6

2.7K 388 335
                                    


Bütün bir hafta boyunca Jennie'yi aramış ve birçok sesli mesaj bırakmıştım fakat o hiçbirine geri dönüş yapmamıştı. Ortak telefonumuz bendeydi ve onu ev telefonunun numarasından arıyordum. Hafta boyunca sürekli hasta olduğu için odasında istirahat ettiği ve bu yüzden alt katta çalan telefonu duymadığını kendime söyleyerek sakinleşmeye çalıştım fakat meraktan ölüyordum. O benim biricik kız kardeşim ve aynı zamanda da en yakın arkadaşım, şuan yanımda değildi ve ona ne olduğunuda bilmiyordum.

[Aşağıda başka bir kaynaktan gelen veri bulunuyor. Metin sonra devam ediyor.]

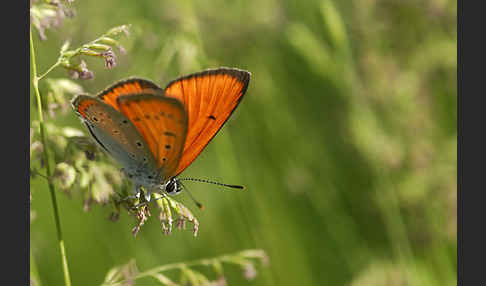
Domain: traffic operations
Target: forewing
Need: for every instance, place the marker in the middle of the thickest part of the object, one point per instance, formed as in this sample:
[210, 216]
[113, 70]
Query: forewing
[209, 97]
[113, 132]
[128, 87]
[162, 122]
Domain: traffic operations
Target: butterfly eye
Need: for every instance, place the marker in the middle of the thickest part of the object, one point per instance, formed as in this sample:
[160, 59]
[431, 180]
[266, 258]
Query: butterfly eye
[172, 188]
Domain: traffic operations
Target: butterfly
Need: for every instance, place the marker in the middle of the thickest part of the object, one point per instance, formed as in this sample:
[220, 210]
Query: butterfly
[154, 133]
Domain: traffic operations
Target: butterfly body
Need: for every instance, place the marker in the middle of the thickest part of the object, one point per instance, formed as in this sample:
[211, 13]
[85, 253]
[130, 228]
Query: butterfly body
[154, 133]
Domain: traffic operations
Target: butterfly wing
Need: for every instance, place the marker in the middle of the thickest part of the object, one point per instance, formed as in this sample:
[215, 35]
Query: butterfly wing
[114, 132]
[128, 87]
[162, 122]
[210, 97]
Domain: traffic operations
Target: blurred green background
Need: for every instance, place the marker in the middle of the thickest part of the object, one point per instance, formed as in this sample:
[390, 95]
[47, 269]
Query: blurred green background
[345, 141]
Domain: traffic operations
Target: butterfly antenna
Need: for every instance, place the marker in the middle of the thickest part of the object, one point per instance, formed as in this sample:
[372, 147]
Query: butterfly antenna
[198, 204]
[214, 183]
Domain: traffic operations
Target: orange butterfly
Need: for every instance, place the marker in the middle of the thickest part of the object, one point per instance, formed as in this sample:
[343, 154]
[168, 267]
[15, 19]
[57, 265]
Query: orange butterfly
[155, 133]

Haftanın başında annem aramış babamla beraber iki haftalık bir yurt dışı seyehatine acil olarak çıkmaları gerektiğini, patronlarının çok fazla zorladığını ve bunun için özür dilediğini söylemişti. Bana Jennie'ye iyi bakmamı ona göz kulak olmamıda eklemişti. Ona Jennie'nin evde hasta bir şekilde olduğunu söyleyememiştim çünkü o an yanımızda olmadığı için kalp krizi geçirebilirdi. (Annem bu konularda fazla hassastı.) Şimdi ise söylemediğim için pişmanlık duyuyordum, olayların bu noktaya geleceğini hiç düşünmemiştim. Üstelik anne ve babamıda arayamıyordum çünkü yurt dışındaydılar ve hattım yurt dışı aramalarına açık değildi.

Büyük bir sabırsızlık ve stresle haftanın bitmesini bekledim. Sonunda o gün geldiğinde heyecanım biraz daha artmıştı. Evde olur olmadık bir şeyle karşılaşmaktan ödüm kopuyordu. Yolda stresten ağlamıştım.

Eve vardığımda beni korkunç bir koku karşıladı. Ev kapkaranlıktı ve havada çürümüş et kokusu vardı. "Jennie?!" Bağırdığımda üst kattan boğuk bir "Efendim?" Cevabı yükselmişti. Sesini duymanın verdiği rahatlıkla üst kata koşuyordum ki merdivenlerde çarpıştık.

"Ah, hey? Bu evin hali ne böyle Jen? Ayrıca seni o kadar aradım neden telefonu açmadın?"

"Yan komşuların köpeğine araba çarptı, yaralıyken klübesine girmeyi başardı ve orafa öldü. Aramaları duymadım üzgünüm, odamda istirahat ediyordum."

"Gerçekten mi?" Demiştim köpeğin öldüğü kısma takılarak. "Sahipleri köpeğin öldüğünü fark etmedi mi?"

"Yan komşular evlerinde değil."

"Diğer site sakinleri bundan rahatsızlık duyup çıkarmadılar mı cesedi?"

"Bahçe kapısı kitli olduğu için kimse giremez."

"Sahi mi? Peki ya köpek nasıl girdi?"

"Bilmiyorum."

Kafam karışırken o ise odasına geri çıkmıştı. Akşam olunca yemek yapmış ve Jennie'yi çağırmıştım fakat iştahının olmadığını söylemişti. Tek başıma yemiştim.

Gece uyurken kokudan ciddi anlamda rahatsızlık duydum, tüm pencereleri kapamama rağmen koku içerdeydi ve katlanılmaz derecede kötüydü. Dayanamayıp odaya sprey sıkmıştım.

Hafta sonunun tamamı Jennie ile kavga ederek geçmişti. İlk defa birbirimize bu kadar kızıyor ve sürekli olarak tartışıyorduk. Daha önce böyle bir şey yaşamamıştık ve bu beni son derece kırıyordu. Nedeni ona sürekli soru sormam, kaçamak ya da şüpheli cevaplar verdiğinde beni 'üzerine çok gitmekle ve bunaltmakla' suçlamasıydı. Daha fazla üzülmemek için ona tavır koymuş ve konuşmama kararı almıştım. Fakat bu onun umrunda değil gibiydi ve bu daha da üzücüydü.

Pazar akşamı çantamı hazırlarken Jennie'nin çantasını hazırlamadığını gördüm. Kendimi tutmaya çalışsamda dayanamamış ve sormuştum. "Okula gelmiyor musun?"

"Hayır. Tam olarak iyileşmedim."

"Ne?! Ama na-"

"Jisoo." Demişti hırıltılı bir sesle. "Çeneni kırıp tüm dişlerini parkeye dökmemi istemiyorsan kapa çeneni."

Şok olmuştum. Hiçbir şey demedim. Işığı söndürüp yatağa girmiş ve uyuyana kadar ağlamıştım.